La Storia non è la solita storia. M osa con l'ironia della
tragicommedia per mostrare l'avanzata di un tiranno con poche idee e
molti consiglieri, abilissimo nel tradire tutti — soprattutto sé
stesso — quando il vento soffiava contrario. Perseguitato dai
presagi e dal senso di colpa, Mussolini si svela nel pubblico e nel
privato. E muove un atto d'accusa che nauseerà lo spettatore.
L'indignazione non va a lui, ma a noi stessi, inebetiti davanti al
suo predominio; complici. Il male peggiore è di chi lo compie o di
chi, con le opere e le omissioni, lo nutre? (9)

Certi
amori non finiscono, fanno dei giri immensi e poi ritornano. Succede
proprio così, come nella canzone di Antonello Venditti, anche ad Ana
e Oscar. Si conoscono alla vigilia di Capodanno del 2015, appena
trentenni, e si inseguono per dieci anni. Lei intraprendente
ristoratrice, lui medico nevrotico, non si ameranno con fedeltà per
tutto il tempo. A volte in coppia, altre separatamente, animano con
l'assoluta imprevedibilità dei loro sentimenti la serie del premiato
Rodrigo Sarogoyen. Presentata in anteprima al Festival Venezia e
imperdibile per tutti gli appassionati del cinema di Linklater e
Kechiche, resterà tra le più struggenti dell'anno. Se la struttura
narrativa ricorda l'iconico One
Day,
il resto sembra frutto di una magica improvvisazione. Gli attori
rivelzione Iria del Rio e Francesco Carril, intimi e intensissimi,
sono al centro di dialoghi lunghi interi piani sequenza e di scene di
sesso così dettagliate da sembrare reali. Nel passaggio dai trenta
ai quarant'anni, cambieranno lavoro, partner, città; vivranno lutti,
nascite, perfino la pandemia; guadagneranno un fascino inaspettato,
mentre i capelli si tingono inevitabilmente di grigio. Torneranno
insieme, stavolta per sempre, in vista del faccia a faccia
finale? Sicuramente,
al termine di questo splendido tranche de vie che un po' appartiene
anche a noi, non si scorderanno mai.
(8)

Una
documentarista rischia di perdere sia famiglia che reputazione quando
un’ombra dal passato minaccia di rendere un suo segreto di dominio
pubblico. A sbugiardarla è un romanzo autopubblicato, in cui si
racconta la passione di un’estate lontana finita poi in tragedia.

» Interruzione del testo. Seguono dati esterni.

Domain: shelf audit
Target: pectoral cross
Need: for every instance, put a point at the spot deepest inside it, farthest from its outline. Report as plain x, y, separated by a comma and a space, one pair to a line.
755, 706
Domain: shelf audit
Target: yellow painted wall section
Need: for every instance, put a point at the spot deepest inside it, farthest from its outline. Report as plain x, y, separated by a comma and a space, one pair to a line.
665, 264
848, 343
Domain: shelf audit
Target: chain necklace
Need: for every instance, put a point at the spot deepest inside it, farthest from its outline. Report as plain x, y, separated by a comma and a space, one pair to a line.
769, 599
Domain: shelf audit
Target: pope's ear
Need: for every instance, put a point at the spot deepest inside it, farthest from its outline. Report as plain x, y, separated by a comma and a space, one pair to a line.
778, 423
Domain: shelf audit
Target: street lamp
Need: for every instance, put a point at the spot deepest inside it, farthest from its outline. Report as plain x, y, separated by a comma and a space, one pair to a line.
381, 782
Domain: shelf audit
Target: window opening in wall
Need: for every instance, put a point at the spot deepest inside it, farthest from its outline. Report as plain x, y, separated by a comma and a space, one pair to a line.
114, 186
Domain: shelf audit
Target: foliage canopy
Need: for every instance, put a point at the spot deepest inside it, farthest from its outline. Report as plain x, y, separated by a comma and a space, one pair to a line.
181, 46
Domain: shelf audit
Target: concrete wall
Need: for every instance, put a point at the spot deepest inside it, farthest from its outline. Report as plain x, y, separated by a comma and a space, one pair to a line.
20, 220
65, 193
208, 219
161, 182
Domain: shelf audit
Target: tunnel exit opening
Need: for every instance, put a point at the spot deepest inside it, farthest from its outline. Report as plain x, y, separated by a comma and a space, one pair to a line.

Ci si può fidare, però, di un narratore bugiardo? E di una donna
spinta al limite? La regia di Alfonso Cuaròn, la fotografia di Emmanuel Lubezki, il cast all
stars
capitanato da Cate Blanchett. Possibile che, dopo l’anteprima al
Festival di Venezia, si sia parlato tanto poco di Disclaimer?
Scarsamente pubblicizzata, è un thriller sull’illusorietà delle
relazioni e sul potere della scrittura, a tratti erotico e a tratti
agghiacciante; una storia di vendette, servite rigorosamente fredde,
dove il vedovo Kevin Kline è talmente magnetico da giganteggiare sul
resto del pur sempre ottimo cast. Tratto dal romanzo di Renée
Knight, bestseller da supermercato coinvolgente ma dozzinale nello
stile, l’adattamento Apple trova l’autorialità che mancava alla
controparte letteraria. Peccato che la patina eccessiva della
confezione, la ridondanza delle voci off e l’esagerato manierismo
della regia rendano il tutto troppo lezioso, anche a discapito
dell'efficace colpo di scena in agguato. Questo asserragliamento da
Oscar avrebbe meritato comunque maggiore attenzione. (7)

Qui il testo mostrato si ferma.